BofA calculated that stop-loss triggers for the Nasdaq-100 were positioned approximately 4.3% to 6.8% below pre-Friday levels. This suggests the most conservative algorithmic models probably began liquidating positions during Friday’s session.
The firm cautioned that the position unwinding process may still have room to run. An additional decline of 90 basis points to 2% could activate widespread selling from a broader range of these systematic funds. For the S&P 500, stop-loss thresholds sit roughly 40 basis points to 2.6% lower, while Russell 2000 triggers are positioned about 2% to 5% beneath current levels.
Leveraged and inverse exchange-traded funds liquidated more than $12 billion in Nasdaq exposure during Friday’s session alone — establishing a new record according to Bank of America’s data.
Monday’s Market Recovery
Equity markets staged a comeback on Monday. The Dow Jones Industrial Average advanced approximately 0.3%, the S&P 500 posted gains of roughly 0.6%, and the Nasdaq Composite increased 0.9%.

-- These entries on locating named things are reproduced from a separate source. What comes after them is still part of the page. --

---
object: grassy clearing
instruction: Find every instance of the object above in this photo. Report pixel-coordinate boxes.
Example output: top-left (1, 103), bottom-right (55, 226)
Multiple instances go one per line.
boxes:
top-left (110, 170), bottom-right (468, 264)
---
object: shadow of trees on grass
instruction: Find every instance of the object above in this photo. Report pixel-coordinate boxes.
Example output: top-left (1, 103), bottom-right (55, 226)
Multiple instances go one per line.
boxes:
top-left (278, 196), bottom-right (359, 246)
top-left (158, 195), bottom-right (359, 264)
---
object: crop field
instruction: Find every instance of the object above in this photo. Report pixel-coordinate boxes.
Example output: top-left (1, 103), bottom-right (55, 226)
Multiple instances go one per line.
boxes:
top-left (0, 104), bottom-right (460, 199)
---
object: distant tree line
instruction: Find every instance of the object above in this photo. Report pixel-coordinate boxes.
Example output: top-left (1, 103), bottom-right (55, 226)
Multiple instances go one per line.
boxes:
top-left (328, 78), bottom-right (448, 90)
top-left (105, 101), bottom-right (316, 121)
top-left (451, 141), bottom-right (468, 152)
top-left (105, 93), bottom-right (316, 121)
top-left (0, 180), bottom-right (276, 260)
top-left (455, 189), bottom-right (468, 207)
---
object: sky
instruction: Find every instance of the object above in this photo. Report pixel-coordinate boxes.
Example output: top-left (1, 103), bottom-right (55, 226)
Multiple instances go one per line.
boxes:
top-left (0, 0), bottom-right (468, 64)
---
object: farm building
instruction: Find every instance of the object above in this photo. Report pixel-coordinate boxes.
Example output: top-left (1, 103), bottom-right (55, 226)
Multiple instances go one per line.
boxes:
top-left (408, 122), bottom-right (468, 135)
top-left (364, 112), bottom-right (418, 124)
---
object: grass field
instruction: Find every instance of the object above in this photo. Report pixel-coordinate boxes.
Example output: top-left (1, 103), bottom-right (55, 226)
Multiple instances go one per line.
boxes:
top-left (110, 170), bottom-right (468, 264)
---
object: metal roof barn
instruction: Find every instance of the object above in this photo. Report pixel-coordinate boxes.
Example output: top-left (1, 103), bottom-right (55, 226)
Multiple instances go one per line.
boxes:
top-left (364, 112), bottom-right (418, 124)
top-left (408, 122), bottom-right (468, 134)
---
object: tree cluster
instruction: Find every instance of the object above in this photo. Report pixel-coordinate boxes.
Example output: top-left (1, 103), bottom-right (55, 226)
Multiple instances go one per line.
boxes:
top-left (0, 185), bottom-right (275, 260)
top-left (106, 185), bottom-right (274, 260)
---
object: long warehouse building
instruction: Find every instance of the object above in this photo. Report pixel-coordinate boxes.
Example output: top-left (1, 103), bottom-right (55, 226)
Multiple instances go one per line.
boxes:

Semiconductor stocks spearheaded the rebound. Micron shares surged 9% while Nvidia climbed 2% following comments from CEO Jensen Huang, who characterized Friday’s selloff as a potential opportunity for investors in artificial intelligence.
The S&P 500 had ended a nine-week winning streak on Friday. While Monday’s advances didn’t completely reverse those losses, they demonstrated renewed buying interest in oversold technology shares.
Market participants are now focusing on Wednesday’s Consumer Price Index release, which will reveal whether climbing oil prices are fueling inflationary pressures. Federal Reserve policy decisions in the coming months may depend heavily on these inflation readings.
Oracle is scheduled to release quarterly results on Wednesday. The highly anticipated SpaceX IPO, projected to become the largest public offering in history, is planned for Friday.
On the geopolitical front, Iran launched missile attacks against Israel for the first time since April. Israel responded with retaliatory strikes. Brent crude oil prices jumped nearly 4% to approach $98 per barrel before moderating slightly.
This geopolitical instability introduces an additional element of uncertainty as market participants attempt to evaluate the inflation trajectory and interest rate outlook for the remainder of June.